5 minute read
Fall/Winter 2022 Alumni Magazine
Developing A General Non-Equilibrium Theoretical Framework
By Zhiyue Lu
Energy and information are probably the two most crucial quantities to describe the vivid world evolving around us. Energy characterizes the potential of one system to alter another system. Energy gives one the ability to generate motion, separate and enrich materials, exchange heat, and drive chemical reactions. Information, then, characterizes the inherent statistical correlation between distinct systems. For example, a living organism can increase its chance of survival by obtaining information, which is characterized by the correlation between the organism’s living strategy with the current (or even the future trend of) environmental conditions. The flow between energy and information constitute a critical a pillar to almost any process in the world.
Despite the success of thermodynamics theory and the trending studies of information thermodynamics, energy flow, and information flow can still only be well described for processes limited to near-equilibrium or at non-equilibrium steady states. However, most of the interesting chemical processes and living organisms operate at a distance from equilibrium. Can there be a general non-equilibrium theoretical framework to describe, predict and even guide the design of the energy and information flows for complex systems far from equilibrium? This is the question that guides thermodynamics study within the Lu group.

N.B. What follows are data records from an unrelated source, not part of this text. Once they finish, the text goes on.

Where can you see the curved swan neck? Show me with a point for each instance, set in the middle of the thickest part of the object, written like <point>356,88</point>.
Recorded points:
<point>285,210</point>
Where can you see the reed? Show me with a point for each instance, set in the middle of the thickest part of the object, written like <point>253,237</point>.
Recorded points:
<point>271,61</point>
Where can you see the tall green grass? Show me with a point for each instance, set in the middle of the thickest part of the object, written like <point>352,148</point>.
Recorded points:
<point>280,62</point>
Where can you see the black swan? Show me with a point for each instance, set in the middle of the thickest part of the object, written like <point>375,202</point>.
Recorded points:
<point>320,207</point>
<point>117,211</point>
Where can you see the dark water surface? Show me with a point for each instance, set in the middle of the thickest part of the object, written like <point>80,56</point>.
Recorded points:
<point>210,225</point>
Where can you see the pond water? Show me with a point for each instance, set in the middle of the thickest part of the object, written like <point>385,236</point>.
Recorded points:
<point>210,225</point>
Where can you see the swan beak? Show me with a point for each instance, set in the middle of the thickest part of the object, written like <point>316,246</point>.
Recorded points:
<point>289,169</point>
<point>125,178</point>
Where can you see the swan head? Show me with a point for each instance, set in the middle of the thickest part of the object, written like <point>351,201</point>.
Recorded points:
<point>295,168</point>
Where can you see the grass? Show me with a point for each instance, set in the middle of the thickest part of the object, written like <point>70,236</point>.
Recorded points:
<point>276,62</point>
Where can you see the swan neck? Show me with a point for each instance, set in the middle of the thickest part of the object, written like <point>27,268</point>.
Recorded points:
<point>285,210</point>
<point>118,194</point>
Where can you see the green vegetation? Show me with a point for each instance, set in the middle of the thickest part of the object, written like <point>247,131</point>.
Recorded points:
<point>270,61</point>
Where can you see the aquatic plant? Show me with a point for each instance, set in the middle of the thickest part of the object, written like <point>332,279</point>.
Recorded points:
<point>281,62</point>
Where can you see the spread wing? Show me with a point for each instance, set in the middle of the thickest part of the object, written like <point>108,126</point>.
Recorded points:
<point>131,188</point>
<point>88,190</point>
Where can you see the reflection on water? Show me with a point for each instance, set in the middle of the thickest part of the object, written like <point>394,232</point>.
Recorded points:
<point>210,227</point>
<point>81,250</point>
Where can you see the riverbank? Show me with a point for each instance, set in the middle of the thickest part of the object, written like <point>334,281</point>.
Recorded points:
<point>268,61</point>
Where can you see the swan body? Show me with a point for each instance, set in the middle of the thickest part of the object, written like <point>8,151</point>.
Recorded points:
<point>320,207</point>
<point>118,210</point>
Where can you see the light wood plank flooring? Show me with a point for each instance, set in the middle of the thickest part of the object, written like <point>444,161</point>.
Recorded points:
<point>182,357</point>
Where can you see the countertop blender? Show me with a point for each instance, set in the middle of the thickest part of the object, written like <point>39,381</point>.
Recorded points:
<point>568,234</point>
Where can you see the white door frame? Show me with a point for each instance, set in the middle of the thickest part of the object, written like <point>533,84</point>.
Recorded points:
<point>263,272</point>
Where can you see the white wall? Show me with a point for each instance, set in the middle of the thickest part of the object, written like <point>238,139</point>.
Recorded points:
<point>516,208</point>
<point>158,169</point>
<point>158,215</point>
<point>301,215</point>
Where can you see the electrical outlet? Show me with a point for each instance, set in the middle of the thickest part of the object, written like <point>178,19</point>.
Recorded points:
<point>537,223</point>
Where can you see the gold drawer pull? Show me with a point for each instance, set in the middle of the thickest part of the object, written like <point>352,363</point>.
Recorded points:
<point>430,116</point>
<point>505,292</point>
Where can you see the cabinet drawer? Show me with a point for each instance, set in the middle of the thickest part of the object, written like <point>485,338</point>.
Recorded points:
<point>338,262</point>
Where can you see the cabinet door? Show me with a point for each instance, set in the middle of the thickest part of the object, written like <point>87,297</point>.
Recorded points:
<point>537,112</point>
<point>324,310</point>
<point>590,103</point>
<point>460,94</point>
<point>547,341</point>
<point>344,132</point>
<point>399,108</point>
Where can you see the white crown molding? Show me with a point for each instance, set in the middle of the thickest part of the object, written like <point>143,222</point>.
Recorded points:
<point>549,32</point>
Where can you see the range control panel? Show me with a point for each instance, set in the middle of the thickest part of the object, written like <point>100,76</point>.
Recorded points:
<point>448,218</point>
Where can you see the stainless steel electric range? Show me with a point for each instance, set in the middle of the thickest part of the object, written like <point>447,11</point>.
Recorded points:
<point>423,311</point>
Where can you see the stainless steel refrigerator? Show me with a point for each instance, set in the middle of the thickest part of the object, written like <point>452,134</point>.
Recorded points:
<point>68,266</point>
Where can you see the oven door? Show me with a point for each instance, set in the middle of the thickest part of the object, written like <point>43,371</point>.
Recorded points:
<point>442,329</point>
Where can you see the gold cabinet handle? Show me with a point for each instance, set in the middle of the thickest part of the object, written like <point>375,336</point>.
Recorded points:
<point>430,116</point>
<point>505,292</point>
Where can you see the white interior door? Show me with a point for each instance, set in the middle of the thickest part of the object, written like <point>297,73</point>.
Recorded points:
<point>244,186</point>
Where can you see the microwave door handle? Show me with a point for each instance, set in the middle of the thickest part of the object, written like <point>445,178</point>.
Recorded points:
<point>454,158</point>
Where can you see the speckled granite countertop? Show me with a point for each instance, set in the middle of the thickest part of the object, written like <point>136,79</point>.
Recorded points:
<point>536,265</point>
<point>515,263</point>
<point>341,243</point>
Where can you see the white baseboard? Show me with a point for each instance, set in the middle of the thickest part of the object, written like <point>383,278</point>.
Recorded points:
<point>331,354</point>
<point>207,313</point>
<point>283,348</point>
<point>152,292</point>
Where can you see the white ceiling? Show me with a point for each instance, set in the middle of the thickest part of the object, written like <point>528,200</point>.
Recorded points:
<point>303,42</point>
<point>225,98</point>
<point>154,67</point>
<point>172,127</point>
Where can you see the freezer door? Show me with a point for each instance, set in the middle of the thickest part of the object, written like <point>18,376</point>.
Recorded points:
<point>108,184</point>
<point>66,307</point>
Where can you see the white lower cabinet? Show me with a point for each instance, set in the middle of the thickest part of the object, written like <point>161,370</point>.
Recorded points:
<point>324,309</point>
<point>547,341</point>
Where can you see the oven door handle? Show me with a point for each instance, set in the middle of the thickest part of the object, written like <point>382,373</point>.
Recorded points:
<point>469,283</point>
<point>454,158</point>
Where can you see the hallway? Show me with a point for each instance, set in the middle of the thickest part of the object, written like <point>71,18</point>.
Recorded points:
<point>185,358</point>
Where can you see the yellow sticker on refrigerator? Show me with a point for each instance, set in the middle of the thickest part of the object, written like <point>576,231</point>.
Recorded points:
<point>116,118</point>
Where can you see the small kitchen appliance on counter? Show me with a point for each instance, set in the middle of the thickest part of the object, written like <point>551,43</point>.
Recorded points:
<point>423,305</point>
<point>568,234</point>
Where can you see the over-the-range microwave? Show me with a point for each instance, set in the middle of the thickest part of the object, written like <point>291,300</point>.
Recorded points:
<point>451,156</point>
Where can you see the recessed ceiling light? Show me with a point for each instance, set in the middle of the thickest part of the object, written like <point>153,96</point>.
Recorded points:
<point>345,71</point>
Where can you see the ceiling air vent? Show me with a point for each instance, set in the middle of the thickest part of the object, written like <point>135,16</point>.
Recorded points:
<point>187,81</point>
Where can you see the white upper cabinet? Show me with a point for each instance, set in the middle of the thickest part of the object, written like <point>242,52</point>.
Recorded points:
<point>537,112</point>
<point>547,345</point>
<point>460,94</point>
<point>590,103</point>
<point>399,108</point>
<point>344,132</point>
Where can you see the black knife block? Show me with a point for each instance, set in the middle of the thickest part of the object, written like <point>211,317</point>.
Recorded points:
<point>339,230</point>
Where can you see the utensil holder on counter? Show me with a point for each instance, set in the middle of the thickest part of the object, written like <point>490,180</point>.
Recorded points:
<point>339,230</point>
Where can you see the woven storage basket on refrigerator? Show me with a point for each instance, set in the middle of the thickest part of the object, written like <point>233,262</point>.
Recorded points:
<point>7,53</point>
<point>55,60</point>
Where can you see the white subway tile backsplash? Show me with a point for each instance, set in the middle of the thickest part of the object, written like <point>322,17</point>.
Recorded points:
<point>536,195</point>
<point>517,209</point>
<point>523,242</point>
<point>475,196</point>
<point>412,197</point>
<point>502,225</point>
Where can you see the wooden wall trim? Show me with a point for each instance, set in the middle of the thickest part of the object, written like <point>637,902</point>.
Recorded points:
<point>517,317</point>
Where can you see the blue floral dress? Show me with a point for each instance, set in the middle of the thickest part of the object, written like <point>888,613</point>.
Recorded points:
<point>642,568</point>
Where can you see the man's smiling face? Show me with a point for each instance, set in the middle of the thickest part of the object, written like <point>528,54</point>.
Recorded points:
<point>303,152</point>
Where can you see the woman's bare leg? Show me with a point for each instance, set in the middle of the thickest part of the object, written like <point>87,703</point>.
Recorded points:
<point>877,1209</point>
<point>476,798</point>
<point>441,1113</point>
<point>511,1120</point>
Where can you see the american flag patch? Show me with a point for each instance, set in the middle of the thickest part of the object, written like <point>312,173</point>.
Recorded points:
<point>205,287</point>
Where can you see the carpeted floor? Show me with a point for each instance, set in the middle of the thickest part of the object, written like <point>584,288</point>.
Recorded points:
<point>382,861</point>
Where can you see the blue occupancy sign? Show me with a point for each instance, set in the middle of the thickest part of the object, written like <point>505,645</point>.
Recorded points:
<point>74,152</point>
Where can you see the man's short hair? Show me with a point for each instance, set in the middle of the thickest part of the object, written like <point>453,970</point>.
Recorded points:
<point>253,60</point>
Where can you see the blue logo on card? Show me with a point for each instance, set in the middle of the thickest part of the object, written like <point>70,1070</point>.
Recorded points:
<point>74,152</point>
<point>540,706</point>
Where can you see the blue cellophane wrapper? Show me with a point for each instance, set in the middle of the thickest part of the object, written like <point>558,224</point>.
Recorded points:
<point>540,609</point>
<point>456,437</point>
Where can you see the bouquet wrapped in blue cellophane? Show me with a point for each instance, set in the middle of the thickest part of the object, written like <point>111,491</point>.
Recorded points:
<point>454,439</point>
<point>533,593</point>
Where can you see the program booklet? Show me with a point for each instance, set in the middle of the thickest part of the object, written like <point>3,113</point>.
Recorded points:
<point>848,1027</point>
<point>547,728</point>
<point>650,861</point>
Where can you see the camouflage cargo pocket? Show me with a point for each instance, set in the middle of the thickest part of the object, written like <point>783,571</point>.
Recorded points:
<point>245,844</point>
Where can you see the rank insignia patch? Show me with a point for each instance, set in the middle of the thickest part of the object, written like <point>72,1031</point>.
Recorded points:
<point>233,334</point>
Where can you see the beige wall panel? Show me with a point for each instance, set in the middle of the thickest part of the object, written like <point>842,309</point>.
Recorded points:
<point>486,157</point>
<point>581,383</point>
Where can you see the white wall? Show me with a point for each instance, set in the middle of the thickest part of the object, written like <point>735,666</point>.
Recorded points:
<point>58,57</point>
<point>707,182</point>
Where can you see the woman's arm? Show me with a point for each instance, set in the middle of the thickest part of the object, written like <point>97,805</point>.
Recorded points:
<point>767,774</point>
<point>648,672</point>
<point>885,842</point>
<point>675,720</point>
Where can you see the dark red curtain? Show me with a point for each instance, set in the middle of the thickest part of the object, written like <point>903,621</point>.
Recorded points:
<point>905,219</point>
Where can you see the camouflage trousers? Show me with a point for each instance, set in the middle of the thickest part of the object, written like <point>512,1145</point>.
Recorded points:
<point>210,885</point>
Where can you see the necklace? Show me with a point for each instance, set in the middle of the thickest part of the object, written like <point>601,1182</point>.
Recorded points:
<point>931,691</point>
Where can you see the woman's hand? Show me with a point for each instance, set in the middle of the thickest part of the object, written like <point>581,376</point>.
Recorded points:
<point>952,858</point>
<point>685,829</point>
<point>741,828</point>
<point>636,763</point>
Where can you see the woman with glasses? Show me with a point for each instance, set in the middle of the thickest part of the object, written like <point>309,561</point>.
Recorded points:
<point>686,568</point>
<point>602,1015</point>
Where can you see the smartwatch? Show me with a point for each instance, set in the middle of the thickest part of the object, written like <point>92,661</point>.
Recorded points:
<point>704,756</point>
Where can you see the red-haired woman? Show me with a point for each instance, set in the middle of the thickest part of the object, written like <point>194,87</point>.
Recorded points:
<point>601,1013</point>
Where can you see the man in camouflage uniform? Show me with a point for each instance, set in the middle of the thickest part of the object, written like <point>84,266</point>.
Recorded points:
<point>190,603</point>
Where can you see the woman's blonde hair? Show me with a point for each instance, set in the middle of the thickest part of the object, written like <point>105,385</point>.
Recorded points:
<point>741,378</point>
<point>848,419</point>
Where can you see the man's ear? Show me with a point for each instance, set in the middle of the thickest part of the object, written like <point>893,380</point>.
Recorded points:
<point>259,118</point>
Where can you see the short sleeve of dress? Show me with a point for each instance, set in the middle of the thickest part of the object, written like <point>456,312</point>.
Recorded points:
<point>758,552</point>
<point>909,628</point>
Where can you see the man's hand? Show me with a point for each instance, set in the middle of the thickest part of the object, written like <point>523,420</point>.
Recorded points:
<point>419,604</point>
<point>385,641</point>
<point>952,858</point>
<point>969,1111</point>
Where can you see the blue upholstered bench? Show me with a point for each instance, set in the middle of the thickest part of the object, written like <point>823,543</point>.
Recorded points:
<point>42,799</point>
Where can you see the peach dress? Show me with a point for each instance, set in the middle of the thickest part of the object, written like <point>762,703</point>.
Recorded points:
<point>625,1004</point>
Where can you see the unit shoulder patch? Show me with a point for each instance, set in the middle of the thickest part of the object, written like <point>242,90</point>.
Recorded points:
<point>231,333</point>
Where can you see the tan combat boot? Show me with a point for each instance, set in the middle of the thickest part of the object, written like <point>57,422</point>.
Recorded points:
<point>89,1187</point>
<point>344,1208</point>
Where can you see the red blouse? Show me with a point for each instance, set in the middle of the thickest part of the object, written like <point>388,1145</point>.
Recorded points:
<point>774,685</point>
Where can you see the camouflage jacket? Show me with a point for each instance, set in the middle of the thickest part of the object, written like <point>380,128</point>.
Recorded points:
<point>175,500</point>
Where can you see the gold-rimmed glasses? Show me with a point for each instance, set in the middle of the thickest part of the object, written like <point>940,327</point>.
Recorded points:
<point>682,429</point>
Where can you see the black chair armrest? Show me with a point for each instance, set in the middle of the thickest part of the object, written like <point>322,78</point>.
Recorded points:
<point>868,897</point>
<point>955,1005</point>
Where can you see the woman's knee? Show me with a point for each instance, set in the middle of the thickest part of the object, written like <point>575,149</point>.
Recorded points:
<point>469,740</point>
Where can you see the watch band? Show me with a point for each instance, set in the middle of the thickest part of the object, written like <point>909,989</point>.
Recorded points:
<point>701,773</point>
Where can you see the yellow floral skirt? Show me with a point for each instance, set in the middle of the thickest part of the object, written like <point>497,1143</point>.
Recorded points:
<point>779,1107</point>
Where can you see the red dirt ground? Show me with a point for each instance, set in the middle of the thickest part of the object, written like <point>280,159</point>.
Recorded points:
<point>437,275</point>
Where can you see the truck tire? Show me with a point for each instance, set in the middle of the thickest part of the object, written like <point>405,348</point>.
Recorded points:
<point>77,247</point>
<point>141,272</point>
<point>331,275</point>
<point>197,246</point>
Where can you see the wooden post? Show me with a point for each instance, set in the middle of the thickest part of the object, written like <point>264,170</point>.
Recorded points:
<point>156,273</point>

The Lu group has made a number of baby steps (but important steps) made toward the long-term goal of developing a general non-equilibrium theoretical framework. By constructing toy models and performing numerical simulations and mathematical derivations, researchers at the Lu group are actively identifying the universal principles behind non-equilibrium energy and information flows within several types of complex systems, examples of which are on the following page.
Generalized catalysis. Traditional theory of catalysis has been successfully constructed on the concept of creating alternative reaction pathways of lower kinetic barriers. In this regime, the catalyst can only speed up a chemical reaction; it can never alter the spontaneous direction of the chemical reaction. However, according to recent result derived by the Lu group, there could be another general type of energy-flow-driven catalysts that can outperform traditional catalysts when it is exposed to a time-changing signal or environment. For example, certain catalytic reaction pathways could harness the energy from a time-varying environment and convert that energy to either (1) invert or (2) strengthen a spontaneous chemical reaction. When the reaction is inverted, the catalyst resembles a thermal engine that pumps the reaction backward, converting low free energy products back into high free energy reactants. When the reaction is strengthened, the catalyst assists the spontaneous reaction by utilizing the active dissipation of energy into the thermal bath, a notable distinction from the traditional catalysis mechanism. Moreover, Lu group researchers have derived a universal design principle to assist experiments to identify and design the optimal reaction pathways of these new type of catalysts.
Information sensors. Complex reaction networks are ubiquitous in chemical and biological systems. Such reaction networks not only allow atom exchange and energy transfer among molecules but also transfer information. Taking chemotaxis as an example, a single cell could couple the internal chemical reaction with the external concentration of food or toxins via a simple ligand-binding sensory network, thus enabling the environmental information to be transduced and computed by the internal chemical reaction network. The result would then be generation of environmentwise responses such as swimming to food or flee from danger. Inspired by the delicate yet robust information flow in the biochemical reaction networks of the living organisms, the Lu group researchers are working toward a general theory to guide the design of chemical reaction information processors. Recently, the group has shown that even a single receptor molecule can transduce multiple channels of information, allowing for chemical reaction networks to perform multiplexing information transduction that is commonly found in electronic information transducers.